Oregon Health & Science University
Portland, Oregon, United States
Jonathan H. Soslow, MD, MSc
Associate Professor of Pediatrics, and Director, Pediatric Cardiac Imaging Research Center
Vanderbilt University Medical Center
Nashville, United States
Parametric mapping has become a clinically useful tool to assess for myocardial edema and diffuse fibrosis by cardiac MRI (CMR). While published adult normative parametric mapping data are available, normative data among children and adolescents are limited to smaller, single center studies. We sought to establish normal values in a pediatric population.
Methods:
In this retrospective international study, individual centers submitted parametric mapping data for children and adolescents ≤21 years of age. Indications for CMR included ECG abnormalities, arrhythmias, cardiomyopathy rule out, asymptomatic COVID, evaluation of anatomic questions, or as “healthy controls.” Exclusion criteria included congenital heart disease (other than simple shunts), suspected cardiomyopathies or aortopathies, genetic abnormalities, abnormal ventricular size or function, or presence of late gadolinium enhancement. Data were submitted through REDCap. Parametric mapping values were measured and reported by individual centers as per local protocol. Student’s t-test and one-way ANOVA were used to assess differences in continuous variables.
Results:
Studies in 349 patients were submitted from 10 centers. 179 (52%) were female; the median age at CMR was 16.8 years (range 6, 21). Most studies had been performed on 1.5 T magnets (n=343, 99%) and a majority of studies were performed on Siemens scanners (n=202, 59%). T1 and ECV calculations at 1.5 T were reported on 279 and 170 studies. All studies were performed using modified Look-Locker inversion recovery (MOLLI) with a 5(x)3 acquisition method. The median basal and mid-ventricular native T1 values were 1007±56 ms and 992±34 ms, respectively. Mid-ventricular native T1 values were higher in females (999±33 ms vs 985±33 ms, p< 0.001) although basal native T1 values were not significantly different (1010 ± 53 ms vs 1004±60 ms, p=0.46). There was no difference in T1 values based on vendor (base: p=0.9, mid: p=0.13), but values varied by center (base and mid: p< 0.001). The mean basal (n=76) and mid-ventricular (n=170) ECV was 23.1±3.0% and 24.3±3.1%, respectively. ECV was higher among females (base: 24.9±2.5% vs 21.8±2.6%, p < 0.001; mid: 25.7±2.8% vs 22.8±2.6%, p< 0.001, Figure 1). Mid-ventricular ECV varied significantly based on MRI vendor, driven by a difference between Siemens and Philips (Siemens 23.1±2.9; Philips 25.7±2.4; GE 20.5±3.9, p< 0.001) (Figure 2).

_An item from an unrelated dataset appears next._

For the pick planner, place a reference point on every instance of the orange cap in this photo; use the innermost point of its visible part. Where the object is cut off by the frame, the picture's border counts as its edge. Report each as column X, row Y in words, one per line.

Conclusion: Native T1 and ECV values in this cohort of healthy children were higher among females. While there was no overall difference in native T1 values based on vendor, values varied by center, emphasizing the need for locally derived values. In this small subset, ECV varied by vendor, necessitating further investigation. Ultimately, this large, multicenter initiative with centralized image processing will help elucidate gender, vendor, and age-related differences in ECV to help guide pediatric centers in interpreting pediatric values.